How large a vocabulary can a parrot have? The Guinness Book of Records reports a budgie with a vocabulary of over 1,000 different words. (So, apparently brain size is not a determining factor.) Mika's "vocabulary" may actually match that – I simply don't know. Her "vocabulary" is actually a collection of sound clips, usually just a few seconds in length. At any given time she has maybe two dozen clips that she is infatuated with and frequently repeats. There's no indication she ever forgets a clip, and from time to time she'll revive a clip from years past. In all, it's very much like a Top 40 radio station that endlessly repeats the latest hit songs but occasionally slips in an previous favourite for the sake of variety. What's fascinating is that one can actually see when a parrot goes into "record mode" – the pupils of their eyes contract then dilate again (called pinning) when parrots hear a sound they want to add to her collection.

Do parrots understand what they say? The brightest parrots, like the brightest dogs, are about equal in intelligence to a human at two-and-a-half years of age. With exceptional training they can learn to associate specific speech sounds to specific concepts. In the normal case they take profound delight in anticipating the appropriate sound for a specific circumstance. For example, most parrots will answer a door bell or ringing phone with "Hello!" and if the phone goes unanswered many will continue with one side of a typical phone conversation: "Hello!" ... "Yes?" ... "OK." ... "Yeah." ... "Bye!" Presumably, the parrot has no idea what "OK" or "Yes" actually means.

Another example: Mika delights in making her water gurgle sound and/or saying "Water!" each night when I take her water bowl out of the cage to get her fresh water. She doesn't "know" that "Water!" is the name of the substance in the bowl, she just knows that over the years she's heard me say "Water!" with great enthusiasm each time I take out her water bowl. In contrast, when I change the pellets in her pellet bowl, she doesn't say "Pellets!", in spite the equally long duration over which I've repeated that word when changing pellets. Instead she insists on saying "Poop!" multiple times with great delight whenever I change her pellets. This may be her assessment of how much she likes their taste; or it may be a really profound observation on the biology of pellets in, poop out, for all I know...
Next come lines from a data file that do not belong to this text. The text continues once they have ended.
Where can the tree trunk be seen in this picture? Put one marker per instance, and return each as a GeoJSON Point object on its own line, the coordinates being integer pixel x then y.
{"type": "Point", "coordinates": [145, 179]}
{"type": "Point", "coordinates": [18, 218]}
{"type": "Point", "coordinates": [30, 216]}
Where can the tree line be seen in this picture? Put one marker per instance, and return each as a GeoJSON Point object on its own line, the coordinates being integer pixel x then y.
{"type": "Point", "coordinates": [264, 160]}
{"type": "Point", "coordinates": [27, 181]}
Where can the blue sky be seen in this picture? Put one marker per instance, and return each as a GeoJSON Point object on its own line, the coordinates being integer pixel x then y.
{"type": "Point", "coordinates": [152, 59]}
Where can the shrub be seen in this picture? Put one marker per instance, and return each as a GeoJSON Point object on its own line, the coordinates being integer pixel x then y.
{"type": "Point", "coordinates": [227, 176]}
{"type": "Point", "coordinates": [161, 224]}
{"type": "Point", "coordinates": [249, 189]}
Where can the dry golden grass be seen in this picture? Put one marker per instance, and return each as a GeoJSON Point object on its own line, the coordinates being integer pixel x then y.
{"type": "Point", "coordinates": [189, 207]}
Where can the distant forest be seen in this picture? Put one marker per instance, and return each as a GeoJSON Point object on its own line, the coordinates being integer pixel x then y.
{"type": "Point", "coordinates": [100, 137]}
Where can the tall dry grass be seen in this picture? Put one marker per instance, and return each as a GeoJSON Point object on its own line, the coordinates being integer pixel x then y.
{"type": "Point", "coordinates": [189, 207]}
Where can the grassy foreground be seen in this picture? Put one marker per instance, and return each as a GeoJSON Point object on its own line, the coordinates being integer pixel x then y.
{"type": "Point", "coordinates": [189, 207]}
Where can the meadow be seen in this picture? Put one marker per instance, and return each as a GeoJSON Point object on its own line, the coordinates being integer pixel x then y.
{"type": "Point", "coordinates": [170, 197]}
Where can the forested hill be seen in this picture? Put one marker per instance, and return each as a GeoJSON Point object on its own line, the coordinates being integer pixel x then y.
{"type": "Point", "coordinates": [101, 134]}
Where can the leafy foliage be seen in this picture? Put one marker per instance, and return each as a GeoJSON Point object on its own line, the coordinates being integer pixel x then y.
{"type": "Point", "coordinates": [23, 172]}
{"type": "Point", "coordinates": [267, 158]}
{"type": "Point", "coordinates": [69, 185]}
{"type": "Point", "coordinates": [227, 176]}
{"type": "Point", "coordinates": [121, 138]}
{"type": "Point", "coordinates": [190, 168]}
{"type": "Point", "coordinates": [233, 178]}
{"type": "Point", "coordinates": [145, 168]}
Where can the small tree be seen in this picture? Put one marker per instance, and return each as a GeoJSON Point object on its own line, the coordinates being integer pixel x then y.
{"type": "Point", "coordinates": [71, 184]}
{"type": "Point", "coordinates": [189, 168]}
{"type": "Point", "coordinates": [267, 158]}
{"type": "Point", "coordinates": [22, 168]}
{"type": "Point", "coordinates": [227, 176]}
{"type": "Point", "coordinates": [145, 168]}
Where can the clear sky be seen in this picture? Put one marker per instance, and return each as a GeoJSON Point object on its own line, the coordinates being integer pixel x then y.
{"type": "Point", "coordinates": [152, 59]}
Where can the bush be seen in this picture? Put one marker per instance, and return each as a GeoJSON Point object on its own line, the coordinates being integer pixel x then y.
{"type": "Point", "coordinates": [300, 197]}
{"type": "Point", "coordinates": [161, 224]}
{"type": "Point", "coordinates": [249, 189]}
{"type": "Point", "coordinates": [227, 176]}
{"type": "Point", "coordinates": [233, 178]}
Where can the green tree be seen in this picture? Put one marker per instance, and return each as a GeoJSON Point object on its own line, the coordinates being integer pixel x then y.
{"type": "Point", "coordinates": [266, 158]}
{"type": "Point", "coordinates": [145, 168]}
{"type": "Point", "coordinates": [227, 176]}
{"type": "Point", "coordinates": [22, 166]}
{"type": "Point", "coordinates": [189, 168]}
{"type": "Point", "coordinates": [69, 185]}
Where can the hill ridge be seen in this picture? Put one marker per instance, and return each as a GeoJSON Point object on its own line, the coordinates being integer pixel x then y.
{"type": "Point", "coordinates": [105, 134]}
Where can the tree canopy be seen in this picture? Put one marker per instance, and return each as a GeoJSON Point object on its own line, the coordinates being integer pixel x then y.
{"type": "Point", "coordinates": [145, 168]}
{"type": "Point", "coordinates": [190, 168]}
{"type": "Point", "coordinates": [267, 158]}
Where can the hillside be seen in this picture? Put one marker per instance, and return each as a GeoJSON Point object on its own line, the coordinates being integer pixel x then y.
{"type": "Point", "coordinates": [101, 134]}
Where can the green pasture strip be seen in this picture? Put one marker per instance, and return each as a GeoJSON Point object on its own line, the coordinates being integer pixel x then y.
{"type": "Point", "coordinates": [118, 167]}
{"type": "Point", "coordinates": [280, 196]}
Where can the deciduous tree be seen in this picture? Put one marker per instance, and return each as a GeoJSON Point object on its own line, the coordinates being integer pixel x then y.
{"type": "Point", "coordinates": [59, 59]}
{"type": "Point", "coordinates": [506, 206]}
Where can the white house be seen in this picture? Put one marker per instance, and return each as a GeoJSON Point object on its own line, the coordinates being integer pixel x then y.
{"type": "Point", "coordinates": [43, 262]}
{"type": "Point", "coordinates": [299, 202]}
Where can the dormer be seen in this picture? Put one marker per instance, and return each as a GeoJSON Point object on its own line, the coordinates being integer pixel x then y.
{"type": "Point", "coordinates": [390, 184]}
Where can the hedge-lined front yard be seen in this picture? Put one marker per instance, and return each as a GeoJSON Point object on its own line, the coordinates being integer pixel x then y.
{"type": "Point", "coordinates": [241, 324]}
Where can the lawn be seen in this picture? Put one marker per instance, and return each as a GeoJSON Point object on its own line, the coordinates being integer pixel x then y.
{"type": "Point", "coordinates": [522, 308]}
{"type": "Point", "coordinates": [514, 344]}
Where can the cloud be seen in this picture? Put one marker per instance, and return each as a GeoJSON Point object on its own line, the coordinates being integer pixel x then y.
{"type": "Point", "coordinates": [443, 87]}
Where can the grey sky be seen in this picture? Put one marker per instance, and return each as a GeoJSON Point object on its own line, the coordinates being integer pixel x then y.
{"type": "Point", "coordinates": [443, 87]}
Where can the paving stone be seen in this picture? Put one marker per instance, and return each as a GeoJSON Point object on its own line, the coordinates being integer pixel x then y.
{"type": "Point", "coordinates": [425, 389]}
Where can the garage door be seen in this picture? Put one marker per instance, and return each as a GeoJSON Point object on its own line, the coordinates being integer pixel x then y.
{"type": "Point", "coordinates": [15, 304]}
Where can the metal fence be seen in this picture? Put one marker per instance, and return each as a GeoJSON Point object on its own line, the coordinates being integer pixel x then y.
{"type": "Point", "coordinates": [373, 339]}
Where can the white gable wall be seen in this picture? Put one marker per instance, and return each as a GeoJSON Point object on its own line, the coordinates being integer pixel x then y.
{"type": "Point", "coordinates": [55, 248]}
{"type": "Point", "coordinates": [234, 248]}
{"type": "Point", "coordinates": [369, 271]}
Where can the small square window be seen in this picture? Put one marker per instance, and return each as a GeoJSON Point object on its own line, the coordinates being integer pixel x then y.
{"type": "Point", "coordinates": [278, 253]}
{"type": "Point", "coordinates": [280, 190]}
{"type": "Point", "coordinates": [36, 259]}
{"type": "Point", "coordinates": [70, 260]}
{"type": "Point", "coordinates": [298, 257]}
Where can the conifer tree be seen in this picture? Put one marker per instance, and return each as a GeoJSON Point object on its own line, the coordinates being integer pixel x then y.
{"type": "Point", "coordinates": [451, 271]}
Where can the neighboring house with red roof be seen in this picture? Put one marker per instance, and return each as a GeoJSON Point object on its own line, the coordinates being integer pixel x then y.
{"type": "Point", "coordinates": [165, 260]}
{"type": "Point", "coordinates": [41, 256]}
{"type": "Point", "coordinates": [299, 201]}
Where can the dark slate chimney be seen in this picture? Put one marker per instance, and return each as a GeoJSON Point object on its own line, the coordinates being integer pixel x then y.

Would a parrot be a good pet for me? Very, very unlikely! The number of problems that need to be overcome are legion. For one thing, keeping a single parrot in a cage in an empty house all day long while all humans are at work or at school is torture for the bird (yes: I know there are some exceptions), and the bird will reciprocate by finding multiple ways to retaliate. At last resort it will pluck every single feather off its torso. Essentially, having a parrot is like having a permanent toddler in the house.